You’ve brought this upon yourself.
“If we’re only talking exterminations, we’ve got good results.” Tsuneyoshi Washuu glowers at the two men before him. “But we failed to capture the crucial owl.”
Arima stands beside his half-brother, before their father, silent and diligent as always.
It’s Yoshitoki, the kind one who once protested why his brother was kept in a garden and not in their house with him, the one Arima can’t trust now, who speaks. “We are deeply sorry, sir.”
The owl’s laughing eyes stare up at Arima. He has her pressed into his bed not even a week ago. Morning light filters around them. She’s free and dangerous and unique, and kissing him with a ferocity unmatched in even her fighting – which he also knows is pretty damn ferocious.
Tsuneyoshi’s expression remains stern. His displeasure oozes from him. “We must defeat Aogiri’s One-Eyed Owl – no, the One-Eyed King -”
Arima feels completely alone.
“King and Owl, we are,” she once sang into his ear, and he pushed her away, and she pouted and told him this was why he’d never been with anyone.
She’d caught him in a particularly low point, and then she realized his insecurities.

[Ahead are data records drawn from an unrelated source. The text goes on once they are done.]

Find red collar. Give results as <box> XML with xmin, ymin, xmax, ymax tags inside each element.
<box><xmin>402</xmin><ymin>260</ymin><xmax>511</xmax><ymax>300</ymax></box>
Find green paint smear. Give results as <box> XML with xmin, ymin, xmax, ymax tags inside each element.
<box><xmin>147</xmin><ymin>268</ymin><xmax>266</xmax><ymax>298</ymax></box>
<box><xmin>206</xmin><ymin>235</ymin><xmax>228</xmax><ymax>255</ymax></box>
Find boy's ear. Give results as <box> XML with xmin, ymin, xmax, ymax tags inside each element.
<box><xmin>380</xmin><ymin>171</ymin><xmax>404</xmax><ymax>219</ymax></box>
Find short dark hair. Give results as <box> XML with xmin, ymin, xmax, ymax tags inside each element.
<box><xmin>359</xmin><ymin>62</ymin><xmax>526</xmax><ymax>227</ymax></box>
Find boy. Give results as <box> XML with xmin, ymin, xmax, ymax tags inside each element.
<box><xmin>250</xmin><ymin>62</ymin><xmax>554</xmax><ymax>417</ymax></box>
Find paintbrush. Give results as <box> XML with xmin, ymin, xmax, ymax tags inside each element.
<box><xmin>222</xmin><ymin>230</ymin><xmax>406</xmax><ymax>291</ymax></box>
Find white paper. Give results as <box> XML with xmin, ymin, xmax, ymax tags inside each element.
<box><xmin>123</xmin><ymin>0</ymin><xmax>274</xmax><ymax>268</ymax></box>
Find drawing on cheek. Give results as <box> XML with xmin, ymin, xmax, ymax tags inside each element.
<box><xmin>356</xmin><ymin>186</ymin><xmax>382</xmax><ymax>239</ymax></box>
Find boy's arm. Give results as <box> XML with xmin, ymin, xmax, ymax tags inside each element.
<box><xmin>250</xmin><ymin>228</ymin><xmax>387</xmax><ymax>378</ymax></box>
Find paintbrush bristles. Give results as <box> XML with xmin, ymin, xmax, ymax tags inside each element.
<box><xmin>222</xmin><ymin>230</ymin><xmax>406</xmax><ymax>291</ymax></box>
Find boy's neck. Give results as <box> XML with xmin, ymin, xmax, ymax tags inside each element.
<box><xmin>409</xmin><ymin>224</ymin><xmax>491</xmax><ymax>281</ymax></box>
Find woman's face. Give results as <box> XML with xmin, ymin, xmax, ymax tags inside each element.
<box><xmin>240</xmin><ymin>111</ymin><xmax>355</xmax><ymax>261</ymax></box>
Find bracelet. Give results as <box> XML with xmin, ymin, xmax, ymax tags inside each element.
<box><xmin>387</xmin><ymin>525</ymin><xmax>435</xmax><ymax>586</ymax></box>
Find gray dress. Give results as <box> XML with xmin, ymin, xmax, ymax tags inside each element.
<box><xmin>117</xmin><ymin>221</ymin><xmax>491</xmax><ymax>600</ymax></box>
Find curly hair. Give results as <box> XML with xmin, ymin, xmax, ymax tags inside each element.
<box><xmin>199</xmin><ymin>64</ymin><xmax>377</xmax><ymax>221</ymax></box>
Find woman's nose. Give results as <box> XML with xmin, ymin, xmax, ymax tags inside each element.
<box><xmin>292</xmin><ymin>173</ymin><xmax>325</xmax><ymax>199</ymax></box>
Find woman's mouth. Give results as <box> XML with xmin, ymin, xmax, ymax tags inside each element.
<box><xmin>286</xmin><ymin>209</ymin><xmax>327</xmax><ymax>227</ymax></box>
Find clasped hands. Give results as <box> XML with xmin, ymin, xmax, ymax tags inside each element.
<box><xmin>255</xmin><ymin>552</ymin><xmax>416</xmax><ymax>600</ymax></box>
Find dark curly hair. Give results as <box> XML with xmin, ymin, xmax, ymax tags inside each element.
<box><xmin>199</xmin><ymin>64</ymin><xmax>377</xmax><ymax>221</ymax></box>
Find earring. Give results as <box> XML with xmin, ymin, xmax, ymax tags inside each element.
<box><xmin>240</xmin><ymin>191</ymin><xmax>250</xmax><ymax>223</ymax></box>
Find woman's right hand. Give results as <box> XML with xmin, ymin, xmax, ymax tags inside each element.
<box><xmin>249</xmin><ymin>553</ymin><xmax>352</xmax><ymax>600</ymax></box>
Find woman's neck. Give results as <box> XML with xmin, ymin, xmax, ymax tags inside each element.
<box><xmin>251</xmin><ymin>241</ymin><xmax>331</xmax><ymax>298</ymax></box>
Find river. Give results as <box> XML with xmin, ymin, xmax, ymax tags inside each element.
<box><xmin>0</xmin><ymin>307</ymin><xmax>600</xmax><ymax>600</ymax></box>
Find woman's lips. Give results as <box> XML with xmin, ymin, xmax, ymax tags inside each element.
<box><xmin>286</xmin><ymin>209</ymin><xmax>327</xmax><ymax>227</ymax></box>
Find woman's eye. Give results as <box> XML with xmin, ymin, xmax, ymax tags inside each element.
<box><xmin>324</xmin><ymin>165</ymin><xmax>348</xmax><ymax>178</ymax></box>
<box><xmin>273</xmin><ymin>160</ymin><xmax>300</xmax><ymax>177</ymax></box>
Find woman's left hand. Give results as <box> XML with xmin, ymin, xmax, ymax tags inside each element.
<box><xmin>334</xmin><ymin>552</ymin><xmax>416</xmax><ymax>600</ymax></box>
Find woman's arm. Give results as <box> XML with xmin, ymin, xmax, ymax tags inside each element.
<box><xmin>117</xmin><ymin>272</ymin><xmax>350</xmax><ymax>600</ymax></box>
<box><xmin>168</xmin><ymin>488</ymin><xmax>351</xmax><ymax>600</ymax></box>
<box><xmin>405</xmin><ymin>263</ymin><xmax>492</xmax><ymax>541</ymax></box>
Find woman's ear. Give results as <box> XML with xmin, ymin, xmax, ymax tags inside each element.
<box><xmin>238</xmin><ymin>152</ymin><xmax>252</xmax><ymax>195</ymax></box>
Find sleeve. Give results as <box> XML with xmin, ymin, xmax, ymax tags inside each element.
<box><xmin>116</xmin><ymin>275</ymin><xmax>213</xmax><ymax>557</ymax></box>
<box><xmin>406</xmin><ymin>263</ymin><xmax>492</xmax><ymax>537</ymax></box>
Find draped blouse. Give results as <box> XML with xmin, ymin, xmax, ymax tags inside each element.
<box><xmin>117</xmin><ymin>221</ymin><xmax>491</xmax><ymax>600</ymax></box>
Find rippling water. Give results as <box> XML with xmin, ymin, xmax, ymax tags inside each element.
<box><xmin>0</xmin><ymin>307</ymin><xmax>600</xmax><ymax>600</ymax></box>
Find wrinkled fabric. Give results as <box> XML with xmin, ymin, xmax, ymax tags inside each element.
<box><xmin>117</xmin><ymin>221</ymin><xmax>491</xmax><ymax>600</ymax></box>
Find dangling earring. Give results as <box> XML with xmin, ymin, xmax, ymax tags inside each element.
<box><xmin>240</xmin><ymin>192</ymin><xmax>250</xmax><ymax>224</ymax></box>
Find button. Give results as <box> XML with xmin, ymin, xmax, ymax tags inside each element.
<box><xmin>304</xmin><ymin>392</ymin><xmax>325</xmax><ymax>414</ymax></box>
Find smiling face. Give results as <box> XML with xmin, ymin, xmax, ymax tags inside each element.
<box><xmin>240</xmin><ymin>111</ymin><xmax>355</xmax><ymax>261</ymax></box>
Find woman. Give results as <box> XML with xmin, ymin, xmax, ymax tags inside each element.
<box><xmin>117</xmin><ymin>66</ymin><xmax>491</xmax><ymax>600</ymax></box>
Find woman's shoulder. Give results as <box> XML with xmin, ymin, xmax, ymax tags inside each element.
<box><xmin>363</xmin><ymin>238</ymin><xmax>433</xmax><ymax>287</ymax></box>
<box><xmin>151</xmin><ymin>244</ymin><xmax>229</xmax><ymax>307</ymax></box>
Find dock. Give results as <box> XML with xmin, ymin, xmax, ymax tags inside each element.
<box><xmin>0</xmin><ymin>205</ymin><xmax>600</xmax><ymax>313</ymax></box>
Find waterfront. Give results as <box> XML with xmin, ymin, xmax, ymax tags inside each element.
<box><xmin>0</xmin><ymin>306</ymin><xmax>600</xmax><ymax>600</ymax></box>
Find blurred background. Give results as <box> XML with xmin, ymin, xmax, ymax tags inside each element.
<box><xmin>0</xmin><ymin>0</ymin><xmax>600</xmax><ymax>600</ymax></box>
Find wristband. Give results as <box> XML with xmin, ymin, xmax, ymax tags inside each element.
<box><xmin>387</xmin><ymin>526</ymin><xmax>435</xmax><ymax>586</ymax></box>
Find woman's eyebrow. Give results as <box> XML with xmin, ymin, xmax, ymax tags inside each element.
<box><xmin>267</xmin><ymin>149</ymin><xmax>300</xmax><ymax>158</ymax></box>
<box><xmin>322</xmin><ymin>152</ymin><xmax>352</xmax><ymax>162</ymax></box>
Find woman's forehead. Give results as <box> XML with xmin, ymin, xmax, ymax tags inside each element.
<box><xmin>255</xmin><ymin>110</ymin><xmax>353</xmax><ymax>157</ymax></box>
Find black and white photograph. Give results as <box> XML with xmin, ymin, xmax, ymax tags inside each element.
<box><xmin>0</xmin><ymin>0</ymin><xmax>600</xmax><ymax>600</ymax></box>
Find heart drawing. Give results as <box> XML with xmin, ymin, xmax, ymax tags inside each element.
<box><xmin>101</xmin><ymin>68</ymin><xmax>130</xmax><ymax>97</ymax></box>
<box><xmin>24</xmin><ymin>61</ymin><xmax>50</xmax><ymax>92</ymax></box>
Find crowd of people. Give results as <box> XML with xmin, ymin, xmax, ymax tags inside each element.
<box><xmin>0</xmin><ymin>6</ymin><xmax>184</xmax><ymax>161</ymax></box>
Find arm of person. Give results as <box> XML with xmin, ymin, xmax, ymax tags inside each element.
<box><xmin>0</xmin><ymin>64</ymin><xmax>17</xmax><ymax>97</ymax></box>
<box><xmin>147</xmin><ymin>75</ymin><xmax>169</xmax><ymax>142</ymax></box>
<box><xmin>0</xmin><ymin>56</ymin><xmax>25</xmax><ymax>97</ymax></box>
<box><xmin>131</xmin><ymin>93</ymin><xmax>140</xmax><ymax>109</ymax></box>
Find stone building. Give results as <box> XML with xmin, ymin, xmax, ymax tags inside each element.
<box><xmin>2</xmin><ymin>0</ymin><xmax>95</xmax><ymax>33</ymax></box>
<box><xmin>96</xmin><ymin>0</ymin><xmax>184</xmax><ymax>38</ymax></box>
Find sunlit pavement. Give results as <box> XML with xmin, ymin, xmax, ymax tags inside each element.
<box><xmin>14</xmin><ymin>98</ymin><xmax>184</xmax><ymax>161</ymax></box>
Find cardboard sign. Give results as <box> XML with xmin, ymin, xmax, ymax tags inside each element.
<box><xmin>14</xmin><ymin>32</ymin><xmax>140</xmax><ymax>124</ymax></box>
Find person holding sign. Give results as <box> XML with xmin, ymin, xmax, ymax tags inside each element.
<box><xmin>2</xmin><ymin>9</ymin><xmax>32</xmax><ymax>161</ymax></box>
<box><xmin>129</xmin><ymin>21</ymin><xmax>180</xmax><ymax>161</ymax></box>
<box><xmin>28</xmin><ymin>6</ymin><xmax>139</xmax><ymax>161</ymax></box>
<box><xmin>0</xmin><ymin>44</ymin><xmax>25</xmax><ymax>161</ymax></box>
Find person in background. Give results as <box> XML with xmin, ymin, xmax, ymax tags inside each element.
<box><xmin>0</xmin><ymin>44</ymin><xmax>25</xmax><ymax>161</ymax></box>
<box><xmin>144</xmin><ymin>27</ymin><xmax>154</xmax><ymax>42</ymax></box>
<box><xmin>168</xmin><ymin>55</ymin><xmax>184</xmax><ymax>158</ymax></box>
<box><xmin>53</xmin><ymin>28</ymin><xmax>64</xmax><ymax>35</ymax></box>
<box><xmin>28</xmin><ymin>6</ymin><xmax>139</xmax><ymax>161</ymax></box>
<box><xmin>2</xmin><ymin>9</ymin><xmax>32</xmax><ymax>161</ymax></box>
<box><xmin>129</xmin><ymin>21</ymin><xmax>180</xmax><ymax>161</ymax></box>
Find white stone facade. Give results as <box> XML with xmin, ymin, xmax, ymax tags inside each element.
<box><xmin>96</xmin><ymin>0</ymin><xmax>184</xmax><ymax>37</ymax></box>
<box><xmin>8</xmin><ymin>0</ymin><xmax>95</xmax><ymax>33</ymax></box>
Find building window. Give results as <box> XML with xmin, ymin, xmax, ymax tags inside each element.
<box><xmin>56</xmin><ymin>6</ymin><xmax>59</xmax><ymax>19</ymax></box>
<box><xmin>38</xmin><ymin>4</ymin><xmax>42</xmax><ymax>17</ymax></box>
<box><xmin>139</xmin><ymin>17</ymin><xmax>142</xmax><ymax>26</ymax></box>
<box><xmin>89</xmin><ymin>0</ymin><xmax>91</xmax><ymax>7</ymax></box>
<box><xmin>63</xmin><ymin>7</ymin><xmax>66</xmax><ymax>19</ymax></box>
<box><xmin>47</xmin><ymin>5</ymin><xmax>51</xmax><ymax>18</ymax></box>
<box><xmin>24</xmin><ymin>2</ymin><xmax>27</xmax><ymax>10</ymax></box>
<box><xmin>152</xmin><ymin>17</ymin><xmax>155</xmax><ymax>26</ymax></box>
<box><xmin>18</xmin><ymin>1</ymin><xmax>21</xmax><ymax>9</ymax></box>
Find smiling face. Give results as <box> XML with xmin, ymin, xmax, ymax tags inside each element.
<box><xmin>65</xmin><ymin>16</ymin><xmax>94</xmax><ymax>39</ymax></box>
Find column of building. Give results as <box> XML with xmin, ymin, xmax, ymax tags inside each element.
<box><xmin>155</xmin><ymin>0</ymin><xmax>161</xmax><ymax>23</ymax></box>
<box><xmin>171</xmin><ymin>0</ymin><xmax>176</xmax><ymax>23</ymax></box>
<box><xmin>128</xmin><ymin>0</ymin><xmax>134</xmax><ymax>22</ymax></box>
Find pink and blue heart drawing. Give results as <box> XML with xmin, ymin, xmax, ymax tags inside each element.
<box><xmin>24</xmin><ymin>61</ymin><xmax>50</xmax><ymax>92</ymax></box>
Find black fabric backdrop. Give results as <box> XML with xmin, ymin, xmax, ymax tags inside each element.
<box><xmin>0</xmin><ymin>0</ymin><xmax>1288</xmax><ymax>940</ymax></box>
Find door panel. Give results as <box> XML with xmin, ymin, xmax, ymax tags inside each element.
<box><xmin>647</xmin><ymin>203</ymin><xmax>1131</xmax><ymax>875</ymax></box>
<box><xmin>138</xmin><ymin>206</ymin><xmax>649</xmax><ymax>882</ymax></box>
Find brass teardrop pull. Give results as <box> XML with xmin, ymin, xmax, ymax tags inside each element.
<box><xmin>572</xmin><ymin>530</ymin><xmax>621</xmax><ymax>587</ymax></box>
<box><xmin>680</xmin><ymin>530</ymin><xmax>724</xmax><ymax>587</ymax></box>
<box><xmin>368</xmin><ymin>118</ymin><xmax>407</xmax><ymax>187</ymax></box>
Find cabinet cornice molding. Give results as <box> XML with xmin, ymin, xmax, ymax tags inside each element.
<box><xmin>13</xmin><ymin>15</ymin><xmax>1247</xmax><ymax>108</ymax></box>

“Aw, I’m sorry. I can show you,” she suggested, and he felt more frightened than he’d ever been, but he found himself nodding.
Yoshitoki was supposed to breed. Arima was a failure and good for death. But Eto taught him that lovemaking could be just that – love – and that ideals meant more than familial duty.
“Whether or not it’s worth it will depend on your actions. Kishou, you have ownership rights.” Tsuneyoshi nods.
Arima always feels a little sad when Tsuneyoshi calls him Kishou. It’s a familiarity that feels like disrespect, because Tsuneyoshi doesn’t know him and never will.
Eto knows a thing or two about parental conflict. Not that she’s dealt with hers well, to Arima’s mind, but at least she sympathizes.
Arima bows to his father. Ownership rights were Eto’s idea. She already calls Kaneki their child, and she has the perfect new name for him – Haise Sasaki.
It’s the name she told him she would have picked for a kid if they lived in a world where they could marry and live happily ever after, like “a fucking fairy tale.”
She’s profane and childlike, and he loves her. They’re the One-Eyed King and the One-Eyed Owl, and like Eto reminds him, “Put together we’re a full set of eyes.”